Lingle pops in for hearings on energy, housing issues
Today is Day 12 of the session. There are 48 days remaining in the session.
Gov. Linda Lingle made unexpected appearances last week at committee hearings, sitting in as lawmakers discussed alternative energy and affordable housing, two of the issues the Republican governor and majority Democrats have agreed are priorities for the session.
Lingle's visits down from the fifth floor, which were rare last session, were seen by some as another hint the governor is more willing to work with lawmakers in areas where they share common ground.
Lawmakers dived into hundreds of bills as the session had its first full week of hearings. Some of the interesting items to watch include a tax credit to help people afford long-term care and new steps to prepare the state for a natural disaster such as a hurricane.

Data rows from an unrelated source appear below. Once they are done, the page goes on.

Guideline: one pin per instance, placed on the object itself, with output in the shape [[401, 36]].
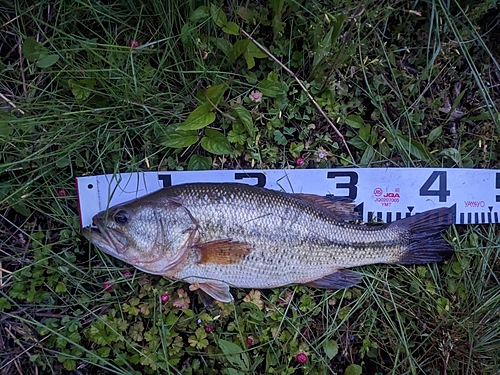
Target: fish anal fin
[[341, 208], [338, 280], [215, 289], [223, 252]]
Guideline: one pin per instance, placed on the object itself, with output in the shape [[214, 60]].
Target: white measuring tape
[[381, 194]]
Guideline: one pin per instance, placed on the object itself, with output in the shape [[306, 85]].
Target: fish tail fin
[[426, 244]]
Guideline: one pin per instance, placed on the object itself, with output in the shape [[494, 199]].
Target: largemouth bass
[[217, 235]]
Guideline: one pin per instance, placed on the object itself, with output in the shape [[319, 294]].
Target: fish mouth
[[106, 239]]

Other talkers are bills that would put more restrictions on fireworks and ban smoking in public places.
Education: Lawmakers suggested they would likely help some of the public schools expected to lose money under a new student-spending formula that takes effect with the new school year this summer. But lawmakers remain committed to the formula — which is based on student need, rather than school enrollment — as a way to make school spending more transparent and equitable.
Affordable housing: Dozens of advocates for the homeless staged a rally at the Capitol to urge more spending for shelters and low-cost rental housing. Some advocates are encouraged that both Lingle and majority Democrats are interested in substantial spending increases for the homeless this session.
Tax relief: Insiders are now saying the fate of tax relief may be decided after the state Council on Revenues releases its next economic forecast in March. If the numbers for a budget surplus remain strong, expect more pressure for tax relief this session. If the numbers stagnate or decline, expect lawmakers to favor infrastructure improvements first.
Alternative energy: The Sierra Club and other environmental and Hawaiian groups released their conservation agenda for the session, which includes new investments in renewable energy, money to fight invasive species and stronger protections for beaches, farmland and historic sites.
Their priority is for the state to use local, renewable resources for 20 percent of electricity and transportation fuels by 2020.
"I thank you very much, deeply, from the root of my heart, because I believe this is what my mission is in life, to share this practice and to create a dialogue with others."
— Adewale Akinnuoye-Agbaje, a Buddhist and actor from the television show "Lost," who read the 23rd Psalm in a Senate invocation last Wednesday.